Jordi Serra-Musach, Francesca Mateo, Eva Capdevila-Busquets, Gorka Ruiz de Garibay, Xiaohu Zhang, Raj Guha, Craig J. Thomas, Judit Grueso, Alberto Villanueva, Samira Jaeger, Holger Heyn, Miguel Vizoso, Hector Pérez, Alex Cordero, Eva Gonzalez-Suarez, Manel Esteller, Gema Moreno-Bueno, Andreas Tjärnberg, Conxi Lázaro, Violeta Serra, Joaquín Arribas, Mikael Benson, Mika Gustafsson, Marc Ferrer, Patrick Aloy, Miquel Àngel Pujana

Cancer patients often show no or only modest benefit from a given therapy. This major problem in oncology is generally attributed to the lack of specific predictive biomarkers, yet a global measure of cancer cell activity may support a comprehensive mechanistic understanding of therapy efficacy. We reasoned that network analysis of omic data could help to achieve this goal. A measure of "cancer network activity" (CNA) was implemented based on a previously defined network feature of communicability. The network nodes and edges corresponded to human proteins and experimentally identified interactions, respectively. The edges were weighted proportionally to the expression of the genes encoding for the corresponding proteins and relative to the number of direct interactors. The gene expression data corresponded to the basal conditions of 595 human cancer cell lines. Therapeutic responses corresponded to the impairment of cell viability measured by the half maximal inhibitory concentration (IC50) of 130 drugs approved or under clinical development. Gene ontology, signaling pathway, and transcription factor-binding annotations were taken from public repositories. Predicted synergies were assessed by determining the viability of four breast cancer cell lines and by applying two different analytical methods. The effects of drug classes were associated with CNAs formed by different cell lines. CNAs also differentiate target families and effector pathways.
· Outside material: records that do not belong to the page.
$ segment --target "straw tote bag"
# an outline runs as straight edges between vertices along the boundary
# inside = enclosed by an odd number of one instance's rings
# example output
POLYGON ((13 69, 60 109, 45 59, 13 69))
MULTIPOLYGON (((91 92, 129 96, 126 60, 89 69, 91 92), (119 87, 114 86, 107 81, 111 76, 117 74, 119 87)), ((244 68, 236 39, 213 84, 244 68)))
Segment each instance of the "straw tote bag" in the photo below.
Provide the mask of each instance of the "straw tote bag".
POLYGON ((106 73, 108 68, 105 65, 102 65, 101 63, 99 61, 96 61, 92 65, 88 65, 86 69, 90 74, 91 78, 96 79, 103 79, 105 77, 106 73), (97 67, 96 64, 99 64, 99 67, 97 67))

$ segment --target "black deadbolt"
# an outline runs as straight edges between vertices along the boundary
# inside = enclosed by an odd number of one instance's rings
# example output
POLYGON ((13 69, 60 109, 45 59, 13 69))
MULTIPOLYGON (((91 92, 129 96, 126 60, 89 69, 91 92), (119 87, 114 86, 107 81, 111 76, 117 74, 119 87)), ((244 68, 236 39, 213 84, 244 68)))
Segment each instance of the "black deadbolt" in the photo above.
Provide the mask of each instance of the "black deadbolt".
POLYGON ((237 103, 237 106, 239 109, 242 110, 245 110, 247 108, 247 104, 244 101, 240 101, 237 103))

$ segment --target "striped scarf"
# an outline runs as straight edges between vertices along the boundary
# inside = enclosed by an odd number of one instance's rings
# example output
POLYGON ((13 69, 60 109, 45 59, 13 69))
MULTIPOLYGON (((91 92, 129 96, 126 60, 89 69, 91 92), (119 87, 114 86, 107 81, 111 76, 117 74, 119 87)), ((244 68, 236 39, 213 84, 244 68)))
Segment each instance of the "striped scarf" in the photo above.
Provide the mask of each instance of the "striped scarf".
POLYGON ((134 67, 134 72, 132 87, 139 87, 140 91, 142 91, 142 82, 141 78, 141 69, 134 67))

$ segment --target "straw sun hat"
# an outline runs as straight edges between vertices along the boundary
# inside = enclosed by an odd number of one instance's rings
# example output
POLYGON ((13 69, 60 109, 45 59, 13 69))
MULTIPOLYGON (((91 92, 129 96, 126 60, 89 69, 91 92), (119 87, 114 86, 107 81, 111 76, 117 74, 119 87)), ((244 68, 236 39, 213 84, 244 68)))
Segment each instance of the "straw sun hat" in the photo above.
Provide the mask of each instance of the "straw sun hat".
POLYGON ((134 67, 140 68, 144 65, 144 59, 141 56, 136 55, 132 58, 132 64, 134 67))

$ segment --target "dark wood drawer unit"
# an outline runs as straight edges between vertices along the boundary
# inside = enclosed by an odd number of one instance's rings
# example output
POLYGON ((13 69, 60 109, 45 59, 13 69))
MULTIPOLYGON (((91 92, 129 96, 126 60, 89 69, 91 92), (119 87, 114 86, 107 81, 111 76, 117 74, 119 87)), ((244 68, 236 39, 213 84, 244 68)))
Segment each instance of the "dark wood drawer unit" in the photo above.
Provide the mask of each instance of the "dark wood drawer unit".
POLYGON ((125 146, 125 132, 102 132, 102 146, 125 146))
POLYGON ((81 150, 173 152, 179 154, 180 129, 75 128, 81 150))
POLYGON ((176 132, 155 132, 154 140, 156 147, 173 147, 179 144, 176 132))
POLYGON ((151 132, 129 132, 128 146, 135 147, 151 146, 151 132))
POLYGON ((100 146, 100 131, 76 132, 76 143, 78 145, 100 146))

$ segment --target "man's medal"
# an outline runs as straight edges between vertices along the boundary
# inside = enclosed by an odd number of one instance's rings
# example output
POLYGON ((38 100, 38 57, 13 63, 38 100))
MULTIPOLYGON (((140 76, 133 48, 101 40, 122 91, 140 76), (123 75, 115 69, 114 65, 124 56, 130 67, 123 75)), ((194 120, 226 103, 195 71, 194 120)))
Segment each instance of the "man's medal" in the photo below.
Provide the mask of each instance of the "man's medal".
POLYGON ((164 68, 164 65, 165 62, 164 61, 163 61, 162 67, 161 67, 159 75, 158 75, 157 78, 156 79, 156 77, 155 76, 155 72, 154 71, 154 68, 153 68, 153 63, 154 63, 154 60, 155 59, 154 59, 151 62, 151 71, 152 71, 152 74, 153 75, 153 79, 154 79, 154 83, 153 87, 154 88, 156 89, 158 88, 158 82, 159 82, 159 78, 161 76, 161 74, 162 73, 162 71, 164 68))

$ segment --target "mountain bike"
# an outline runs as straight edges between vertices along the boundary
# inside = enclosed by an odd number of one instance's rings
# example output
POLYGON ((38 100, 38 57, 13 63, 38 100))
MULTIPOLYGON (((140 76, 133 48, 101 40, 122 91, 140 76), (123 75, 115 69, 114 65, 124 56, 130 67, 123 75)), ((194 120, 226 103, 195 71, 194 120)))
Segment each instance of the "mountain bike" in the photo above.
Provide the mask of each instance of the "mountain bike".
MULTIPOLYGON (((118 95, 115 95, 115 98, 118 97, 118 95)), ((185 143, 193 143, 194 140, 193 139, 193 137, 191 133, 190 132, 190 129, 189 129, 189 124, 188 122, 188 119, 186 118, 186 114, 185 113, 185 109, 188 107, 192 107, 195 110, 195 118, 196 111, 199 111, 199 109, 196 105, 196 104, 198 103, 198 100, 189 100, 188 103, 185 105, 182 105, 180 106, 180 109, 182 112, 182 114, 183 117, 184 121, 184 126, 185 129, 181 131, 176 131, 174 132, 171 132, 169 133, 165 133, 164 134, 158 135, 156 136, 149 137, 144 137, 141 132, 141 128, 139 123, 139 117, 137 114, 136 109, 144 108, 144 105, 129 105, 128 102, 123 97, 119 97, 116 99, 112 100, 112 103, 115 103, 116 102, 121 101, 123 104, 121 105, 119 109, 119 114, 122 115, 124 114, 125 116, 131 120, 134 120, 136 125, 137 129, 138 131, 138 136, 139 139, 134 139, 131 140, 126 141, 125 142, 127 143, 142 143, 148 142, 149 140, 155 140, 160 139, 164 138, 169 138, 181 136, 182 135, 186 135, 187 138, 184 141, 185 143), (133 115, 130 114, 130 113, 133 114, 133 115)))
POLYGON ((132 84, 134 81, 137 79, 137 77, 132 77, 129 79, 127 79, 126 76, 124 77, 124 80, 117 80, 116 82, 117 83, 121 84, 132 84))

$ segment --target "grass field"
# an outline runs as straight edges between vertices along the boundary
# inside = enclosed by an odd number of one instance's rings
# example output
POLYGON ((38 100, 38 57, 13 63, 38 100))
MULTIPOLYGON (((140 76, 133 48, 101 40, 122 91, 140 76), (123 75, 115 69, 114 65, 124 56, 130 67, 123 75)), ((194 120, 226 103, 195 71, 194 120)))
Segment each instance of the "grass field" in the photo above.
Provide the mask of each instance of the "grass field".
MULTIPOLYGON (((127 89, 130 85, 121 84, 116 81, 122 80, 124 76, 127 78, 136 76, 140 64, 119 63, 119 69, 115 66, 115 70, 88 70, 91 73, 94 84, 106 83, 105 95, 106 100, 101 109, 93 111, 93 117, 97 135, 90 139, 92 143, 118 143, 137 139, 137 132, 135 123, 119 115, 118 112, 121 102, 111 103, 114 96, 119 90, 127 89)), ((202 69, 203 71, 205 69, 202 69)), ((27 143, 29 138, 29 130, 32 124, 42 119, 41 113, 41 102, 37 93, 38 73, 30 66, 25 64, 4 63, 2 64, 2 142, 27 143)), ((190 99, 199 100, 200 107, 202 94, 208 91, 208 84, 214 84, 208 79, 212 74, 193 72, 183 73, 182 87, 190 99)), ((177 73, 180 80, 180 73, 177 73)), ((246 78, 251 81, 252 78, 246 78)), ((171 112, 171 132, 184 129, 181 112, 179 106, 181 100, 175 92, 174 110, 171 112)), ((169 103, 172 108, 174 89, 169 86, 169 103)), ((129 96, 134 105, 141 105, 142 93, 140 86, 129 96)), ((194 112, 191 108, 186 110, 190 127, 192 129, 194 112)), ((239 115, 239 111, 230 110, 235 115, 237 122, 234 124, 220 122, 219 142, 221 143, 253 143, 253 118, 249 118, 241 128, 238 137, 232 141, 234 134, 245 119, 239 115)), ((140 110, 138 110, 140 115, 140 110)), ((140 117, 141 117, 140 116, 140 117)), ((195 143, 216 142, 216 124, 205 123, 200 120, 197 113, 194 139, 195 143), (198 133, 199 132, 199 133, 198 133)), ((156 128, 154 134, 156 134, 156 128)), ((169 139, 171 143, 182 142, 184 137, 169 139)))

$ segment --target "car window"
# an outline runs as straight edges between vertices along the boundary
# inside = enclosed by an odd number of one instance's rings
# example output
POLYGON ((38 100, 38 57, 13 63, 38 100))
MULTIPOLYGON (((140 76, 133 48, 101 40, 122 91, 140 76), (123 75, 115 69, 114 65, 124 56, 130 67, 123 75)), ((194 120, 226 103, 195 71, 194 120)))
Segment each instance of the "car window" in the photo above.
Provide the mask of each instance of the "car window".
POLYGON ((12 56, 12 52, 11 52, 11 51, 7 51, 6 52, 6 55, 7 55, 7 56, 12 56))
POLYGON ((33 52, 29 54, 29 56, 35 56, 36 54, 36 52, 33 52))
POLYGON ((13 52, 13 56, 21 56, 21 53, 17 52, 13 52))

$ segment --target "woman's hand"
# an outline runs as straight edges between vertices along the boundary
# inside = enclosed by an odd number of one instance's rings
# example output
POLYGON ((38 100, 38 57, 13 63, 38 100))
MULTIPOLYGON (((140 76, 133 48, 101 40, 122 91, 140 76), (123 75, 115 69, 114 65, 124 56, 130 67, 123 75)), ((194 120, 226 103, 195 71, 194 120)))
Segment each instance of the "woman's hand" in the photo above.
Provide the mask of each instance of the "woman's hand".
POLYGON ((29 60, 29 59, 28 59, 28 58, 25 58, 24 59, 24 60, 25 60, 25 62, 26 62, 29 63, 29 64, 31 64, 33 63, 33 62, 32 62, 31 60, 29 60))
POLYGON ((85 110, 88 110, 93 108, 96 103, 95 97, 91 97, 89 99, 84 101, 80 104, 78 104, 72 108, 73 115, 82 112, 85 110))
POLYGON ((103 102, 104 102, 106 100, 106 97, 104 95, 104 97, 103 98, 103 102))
Proteins that occupy a central position in the network largely contribute to CNA. Known key cancer-associated biological processes, signaling pathways, and master regulators also contribute to CNA. Moreover, the major cancer drivers frequently mediate CNA and therapeutic differences. Cell-based assays centered on these differences and using uncorrelated drug effects reveals novel synergistic combinations for the treatment of breast cancer dependent on PI3K-mTOR signaling. Cancer therapeutic responses can be predicted on the basis of a systems-level analysis of molecular interactions and gene expression. Fundamental cancer processes, pathways, and drivers contribute to this feature, which can also be exploited to predict precise synergistic drug combinations.